Tuesday, May 11, 2010

Review and Devotion Thoughts on A Million Miles


 After reading Blue Like Jazz a few years ago, I became a fan of Donald Miller’s work.  In that memoir he gives a humble and fresh perspective on the journey of faith.  His experiences, struggles, and desires resonated with me as I wrestled with what my faith was all about.  A Million Miles in a Thousand Years picks up Miller’s life story where his previous work left off.  He has found himself stalled wondering what his life is becoming and as he is forced to 'edit his life' for a movie adaptation of Blue Like Jazz, he is awakened to the reality that his life, his story, is not worth telling; propelling him into a spiritual quest to begin living a good story.  As I read this book, I too was faced with the boring reality that is my life but also with the vast potential my story possesses.  I, like Miller, want to live a good story.
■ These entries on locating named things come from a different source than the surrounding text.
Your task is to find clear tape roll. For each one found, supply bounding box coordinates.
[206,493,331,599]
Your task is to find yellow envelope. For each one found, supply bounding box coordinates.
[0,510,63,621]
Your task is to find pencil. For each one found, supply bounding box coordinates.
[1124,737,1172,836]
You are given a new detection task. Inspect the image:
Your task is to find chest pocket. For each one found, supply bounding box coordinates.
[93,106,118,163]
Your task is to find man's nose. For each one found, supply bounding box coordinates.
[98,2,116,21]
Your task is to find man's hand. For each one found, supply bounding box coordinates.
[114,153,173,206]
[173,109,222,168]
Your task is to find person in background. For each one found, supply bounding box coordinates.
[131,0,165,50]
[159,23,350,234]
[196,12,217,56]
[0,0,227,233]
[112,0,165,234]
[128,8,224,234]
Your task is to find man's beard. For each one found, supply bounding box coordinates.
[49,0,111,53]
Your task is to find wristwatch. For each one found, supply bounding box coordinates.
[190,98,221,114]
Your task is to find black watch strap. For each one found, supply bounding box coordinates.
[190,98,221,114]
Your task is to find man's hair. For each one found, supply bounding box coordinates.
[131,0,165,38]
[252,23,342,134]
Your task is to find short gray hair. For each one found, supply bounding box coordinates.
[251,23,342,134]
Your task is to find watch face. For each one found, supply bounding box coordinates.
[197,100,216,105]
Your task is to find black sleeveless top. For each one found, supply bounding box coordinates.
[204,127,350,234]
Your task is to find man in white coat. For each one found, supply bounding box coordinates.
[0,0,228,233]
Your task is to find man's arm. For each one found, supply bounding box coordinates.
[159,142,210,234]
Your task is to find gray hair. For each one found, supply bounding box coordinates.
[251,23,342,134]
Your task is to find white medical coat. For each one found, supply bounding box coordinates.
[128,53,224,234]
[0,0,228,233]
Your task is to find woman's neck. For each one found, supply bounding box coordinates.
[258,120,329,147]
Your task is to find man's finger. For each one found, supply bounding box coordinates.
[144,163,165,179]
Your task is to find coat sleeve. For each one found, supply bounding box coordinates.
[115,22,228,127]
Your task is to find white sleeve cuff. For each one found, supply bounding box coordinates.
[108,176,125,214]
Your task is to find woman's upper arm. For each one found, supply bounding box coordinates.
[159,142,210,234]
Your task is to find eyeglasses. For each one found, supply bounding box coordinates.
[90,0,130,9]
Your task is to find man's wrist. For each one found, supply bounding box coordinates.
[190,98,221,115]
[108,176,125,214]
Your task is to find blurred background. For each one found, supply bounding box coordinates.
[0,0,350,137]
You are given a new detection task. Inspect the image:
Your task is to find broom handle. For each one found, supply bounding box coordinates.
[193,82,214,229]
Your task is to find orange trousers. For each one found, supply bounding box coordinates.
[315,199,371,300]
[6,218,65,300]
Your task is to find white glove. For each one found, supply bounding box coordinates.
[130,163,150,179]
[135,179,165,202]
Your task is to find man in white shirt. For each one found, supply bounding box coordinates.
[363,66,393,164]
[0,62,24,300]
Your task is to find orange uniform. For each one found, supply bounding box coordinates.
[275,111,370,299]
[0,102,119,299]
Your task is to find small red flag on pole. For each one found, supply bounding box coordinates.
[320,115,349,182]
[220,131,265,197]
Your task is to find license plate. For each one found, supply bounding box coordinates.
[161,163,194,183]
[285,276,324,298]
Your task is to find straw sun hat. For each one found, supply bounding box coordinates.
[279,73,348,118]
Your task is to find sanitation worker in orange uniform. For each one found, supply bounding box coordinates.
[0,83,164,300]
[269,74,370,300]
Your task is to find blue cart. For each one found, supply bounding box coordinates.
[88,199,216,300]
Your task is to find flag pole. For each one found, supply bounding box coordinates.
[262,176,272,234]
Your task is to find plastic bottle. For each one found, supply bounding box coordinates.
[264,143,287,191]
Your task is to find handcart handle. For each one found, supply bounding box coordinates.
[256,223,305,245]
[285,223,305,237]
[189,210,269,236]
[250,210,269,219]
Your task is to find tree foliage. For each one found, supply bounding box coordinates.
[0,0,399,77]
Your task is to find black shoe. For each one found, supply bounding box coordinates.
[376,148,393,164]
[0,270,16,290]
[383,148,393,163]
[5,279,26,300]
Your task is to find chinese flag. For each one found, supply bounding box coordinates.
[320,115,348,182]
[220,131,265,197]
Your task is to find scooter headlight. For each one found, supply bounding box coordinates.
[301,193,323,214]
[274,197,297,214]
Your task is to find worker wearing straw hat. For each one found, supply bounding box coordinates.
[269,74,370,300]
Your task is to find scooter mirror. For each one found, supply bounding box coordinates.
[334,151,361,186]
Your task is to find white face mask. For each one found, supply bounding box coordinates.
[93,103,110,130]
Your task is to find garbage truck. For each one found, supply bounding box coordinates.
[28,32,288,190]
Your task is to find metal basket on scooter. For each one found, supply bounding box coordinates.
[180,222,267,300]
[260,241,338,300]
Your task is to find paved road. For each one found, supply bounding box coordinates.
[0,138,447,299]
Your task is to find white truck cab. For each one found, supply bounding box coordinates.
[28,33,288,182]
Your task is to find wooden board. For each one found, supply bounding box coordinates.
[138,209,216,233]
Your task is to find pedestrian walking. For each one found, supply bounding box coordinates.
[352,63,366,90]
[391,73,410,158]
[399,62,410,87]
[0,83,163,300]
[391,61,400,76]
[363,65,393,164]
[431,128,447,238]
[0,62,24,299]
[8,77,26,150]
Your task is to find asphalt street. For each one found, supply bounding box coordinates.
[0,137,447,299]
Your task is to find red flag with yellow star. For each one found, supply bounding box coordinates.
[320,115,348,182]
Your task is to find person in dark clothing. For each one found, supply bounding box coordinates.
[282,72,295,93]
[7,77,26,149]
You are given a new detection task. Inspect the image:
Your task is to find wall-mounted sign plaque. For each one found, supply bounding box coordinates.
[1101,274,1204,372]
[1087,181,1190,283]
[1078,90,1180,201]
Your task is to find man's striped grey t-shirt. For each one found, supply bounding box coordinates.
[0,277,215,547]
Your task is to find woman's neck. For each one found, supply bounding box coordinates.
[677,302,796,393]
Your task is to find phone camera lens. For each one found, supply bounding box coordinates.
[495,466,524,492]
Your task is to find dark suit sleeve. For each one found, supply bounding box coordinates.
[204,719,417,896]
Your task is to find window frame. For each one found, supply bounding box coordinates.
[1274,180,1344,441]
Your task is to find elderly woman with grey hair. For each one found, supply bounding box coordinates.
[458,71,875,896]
            Miller exhibits masterful control of conversational language that draws the reader into his story, allowing them to participate not merely observe.  This gift is the force behind Miller’s popularity and is what makes his work so convincing.  Here in A Million Miles in a Thousand Years, Miller brings his audience along for a new spiritual quest, to find meaning and purpose in life.  He is thrust into this journey when a couple of film-makers desire to turn his memoir into a movie.  Miller is stunned to discover the amount of rewriting is needed to turn his best-selling book into a movie people will actually want to see.  In the process of rewriting, Miller begins to explore the components of story and apply them to his life.  He boils down a definition of story as “a character that wants something and overcomes conflict to get it.”  Miller contrasts our lives against this definition through the illustration of a man who really wants to buy a Volvo, so he saves up for three years and is finally able to buy a Volvo.  Miller declares that if we saw a movie about this we say that this story “sucks" and thus maybe our lives suck too.  He proposes that we change our desires for what we want.  Miller’s quest takes him to seek reconciliation with his dad, to hike the Incan trail, to bike across America, but most importantly to start the Mentoring Project in efforts to connect fatherless boys with good male role-models in hopes of changing their lives.  In this effort, Miller has found himself in the midst of a great story and the reader, myself included, is left wondering what our stories might look like.
            This challenge to live a better story is the reward of this book.  I felt a renewed passion to live, to fight for goodness and beauty, to see myself and my story in the context of the greatest story ever told, the gospel.  I found it difficult to read of the spiritual awakening of another and not hunger for that same awakening.  I too wanted to do the things I always dreamed of but the practicality of life choked to death.  But like Miller, I wanted my story to be more than climbing mountains, even though that offers a wonderful backdrop to our stories. I wanted to bring goodness to my community, to the world.  The way I see this unfolding in my life is multi-faceted.  I want to plant a church and see the broken find wholeness in Christ.  I want to labor in the effort of seeing my daughter grow into a woman of God, fully loved.  I want to provide wheel-chair ramps for the disadvantaged and disabled people of the Denver metro area.  I want to live a good story.  Our stories have only begun, especially if we believe in eternity.  But we only have a short time here on earth to make something beautiful, to honor God, to live good stories.  So like Miller, we must ask ourselves, "what do we want? What conflict am I willing to overcome to get it?"  And when we answer these honestly, we can then begin the quest of truly living.